6. In the past 12 months has the electric, gas, oil, or water company threatened to shut off services in your home?

Yes
◊ No
Already shut off

Interpersonal Safety

7. How often does anyone, including family, physically hurt you?

◊ Never (1)
◊ Rarely (2)
◊ Sometimes (3)
◊ Fairly often (4)
◊ Frequently (5)

8. How often does anyone, including family, insult or talk down to you?

◊ Never (1)
◊ Rarely (2)
◊ Sometimes (3)
◊ Fairly often (4)
◊ Frequently (5)

9. How often does anyone, including family, threaten you with harm?

◊ Never (1)
◊ Rarely (2)
◊ Sometimes (3)
◊ Fairly often (4)
◊ Frequently (5)

10. How often does anyone, including family, scream or curse at you?

◊ Never (1)
◊ Rarely (2)
◊ Sometimes (3)
◊ Fairly often (4)
◊ Frequently (5)


fmCASES

Log into aquifer.org and complete 16 fmCASES, of which 8 are the cases listed below, and 8 are any cases of your choice. No additional submission is required.

Required Cases: #7, 9, 12, 18, 19, 27, 28, 33, plus eight more of your choice.
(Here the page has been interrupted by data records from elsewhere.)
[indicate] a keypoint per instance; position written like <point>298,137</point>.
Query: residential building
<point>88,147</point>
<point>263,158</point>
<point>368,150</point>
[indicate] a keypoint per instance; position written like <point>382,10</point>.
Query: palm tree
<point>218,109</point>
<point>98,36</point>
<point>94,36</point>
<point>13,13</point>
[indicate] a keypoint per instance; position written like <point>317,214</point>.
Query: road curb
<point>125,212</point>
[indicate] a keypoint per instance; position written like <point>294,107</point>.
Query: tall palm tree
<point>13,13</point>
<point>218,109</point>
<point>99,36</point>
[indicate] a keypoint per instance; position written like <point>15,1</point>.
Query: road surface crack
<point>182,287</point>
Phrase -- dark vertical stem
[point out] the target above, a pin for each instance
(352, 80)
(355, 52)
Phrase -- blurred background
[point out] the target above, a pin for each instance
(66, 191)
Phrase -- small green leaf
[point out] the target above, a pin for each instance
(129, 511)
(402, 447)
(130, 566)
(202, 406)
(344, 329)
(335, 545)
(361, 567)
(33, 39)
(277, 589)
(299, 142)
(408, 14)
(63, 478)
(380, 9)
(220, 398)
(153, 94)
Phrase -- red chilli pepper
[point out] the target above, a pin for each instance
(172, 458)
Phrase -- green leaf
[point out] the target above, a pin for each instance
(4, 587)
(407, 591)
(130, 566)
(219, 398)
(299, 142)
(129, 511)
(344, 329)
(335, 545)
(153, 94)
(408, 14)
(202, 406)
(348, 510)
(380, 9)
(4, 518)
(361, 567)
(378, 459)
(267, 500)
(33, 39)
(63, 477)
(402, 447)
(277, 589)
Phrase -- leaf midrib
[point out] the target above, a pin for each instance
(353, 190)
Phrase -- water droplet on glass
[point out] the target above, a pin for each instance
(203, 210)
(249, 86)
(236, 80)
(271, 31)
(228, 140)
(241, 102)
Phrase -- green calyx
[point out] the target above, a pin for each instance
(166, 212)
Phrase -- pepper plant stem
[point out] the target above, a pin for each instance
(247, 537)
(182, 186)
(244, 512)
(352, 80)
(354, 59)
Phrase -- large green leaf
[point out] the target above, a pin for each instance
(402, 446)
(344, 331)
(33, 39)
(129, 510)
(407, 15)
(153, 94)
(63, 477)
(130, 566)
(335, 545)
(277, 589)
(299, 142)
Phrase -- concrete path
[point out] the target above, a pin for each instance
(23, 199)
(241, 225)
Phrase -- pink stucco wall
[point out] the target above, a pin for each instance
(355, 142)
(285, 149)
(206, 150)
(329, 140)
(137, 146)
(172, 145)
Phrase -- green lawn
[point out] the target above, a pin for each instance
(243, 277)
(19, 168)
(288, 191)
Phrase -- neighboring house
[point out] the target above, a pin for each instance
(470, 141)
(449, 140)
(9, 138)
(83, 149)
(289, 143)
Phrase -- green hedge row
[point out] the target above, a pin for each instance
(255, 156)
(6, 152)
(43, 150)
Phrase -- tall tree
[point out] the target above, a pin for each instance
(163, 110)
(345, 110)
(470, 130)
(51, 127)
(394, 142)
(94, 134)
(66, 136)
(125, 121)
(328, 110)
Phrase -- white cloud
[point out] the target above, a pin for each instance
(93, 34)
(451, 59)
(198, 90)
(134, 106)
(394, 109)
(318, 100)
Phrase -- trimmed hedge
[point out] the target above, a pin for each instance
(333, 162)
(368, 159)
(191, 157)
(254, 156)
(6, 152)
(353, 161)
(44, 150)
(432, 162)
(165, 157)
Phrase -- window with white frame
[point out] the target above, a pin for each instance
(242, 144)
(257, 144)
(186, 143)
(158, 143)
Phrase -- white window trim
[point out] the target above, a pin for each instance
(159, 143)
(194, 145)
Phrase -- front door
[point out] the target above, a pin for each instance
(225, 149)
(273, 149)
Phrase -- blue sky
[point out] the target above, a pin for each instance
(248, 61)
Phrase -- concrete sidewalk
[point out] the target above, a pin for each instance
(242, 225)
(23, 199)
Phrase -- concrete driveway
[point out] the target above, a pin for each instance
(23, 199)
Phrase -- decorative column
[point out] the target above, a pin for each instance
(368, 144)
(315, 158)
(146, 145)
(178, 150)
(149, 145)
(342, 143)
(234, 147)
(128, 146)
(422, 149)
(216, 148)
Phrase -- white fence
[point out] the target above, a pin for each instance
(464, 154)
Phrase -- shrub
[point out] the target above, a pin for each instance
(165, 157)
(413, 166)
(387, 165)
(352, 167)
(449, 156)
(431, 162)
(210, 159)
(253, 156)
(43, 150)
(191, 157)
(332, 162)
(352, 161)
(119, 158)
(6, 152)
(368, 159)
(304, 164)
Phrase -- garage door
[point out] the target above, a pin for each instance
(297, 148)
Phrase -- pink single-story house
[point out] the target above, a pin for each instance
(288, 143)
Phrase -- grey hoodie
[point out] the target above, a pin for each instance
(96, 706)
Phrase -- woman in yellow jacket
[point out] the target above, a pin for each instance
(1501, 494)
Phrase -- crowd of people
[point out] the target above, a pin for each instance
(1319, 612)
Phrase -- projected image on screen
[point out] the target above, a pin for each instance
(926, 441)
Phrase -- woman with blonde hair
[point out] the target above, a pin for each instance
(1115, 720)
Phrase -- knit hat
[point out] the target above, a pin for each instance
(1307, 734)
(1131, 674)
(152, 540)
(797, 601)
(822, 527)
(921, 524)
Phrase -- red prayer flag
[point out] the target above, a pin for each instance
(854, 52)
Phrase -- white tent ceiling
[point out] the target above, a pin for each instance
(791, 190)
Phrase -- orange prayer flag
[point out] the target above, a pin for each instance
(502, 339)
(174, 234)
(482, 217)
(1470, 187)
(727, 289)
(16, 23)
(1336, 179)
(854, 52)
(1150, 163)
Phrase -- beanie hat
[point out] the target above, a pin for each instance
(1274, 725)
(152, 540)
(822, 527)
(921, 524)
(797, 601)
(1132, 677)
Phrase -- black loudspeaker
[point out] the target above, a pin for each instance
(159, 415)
You will not get credit for any case completed on a prior clerkship. If one of the 8 required cases has already been completed on a prior clerkship, complete any other case of your choosing.

We highly recommend you start these cases early in the clerkship.


Extra Credit Opportunity (Optional)

As we wrap up the Family Medicine clerkship during this final week, take a minute to think about what you have learned over the past 6 weeks.

Make a list of your top 5 family medicine take home points — the things that you will take with you going forward.  One or two sentences for each should suffice.

Your take home points may be used for clerkship improvement or research about clerkship education, but will not be connected with your name in any way. If you prefer that your points not be used for research, please indicate that on your submission.

Reasonable completion will earn you 1 extra credit point (1% of total final grade).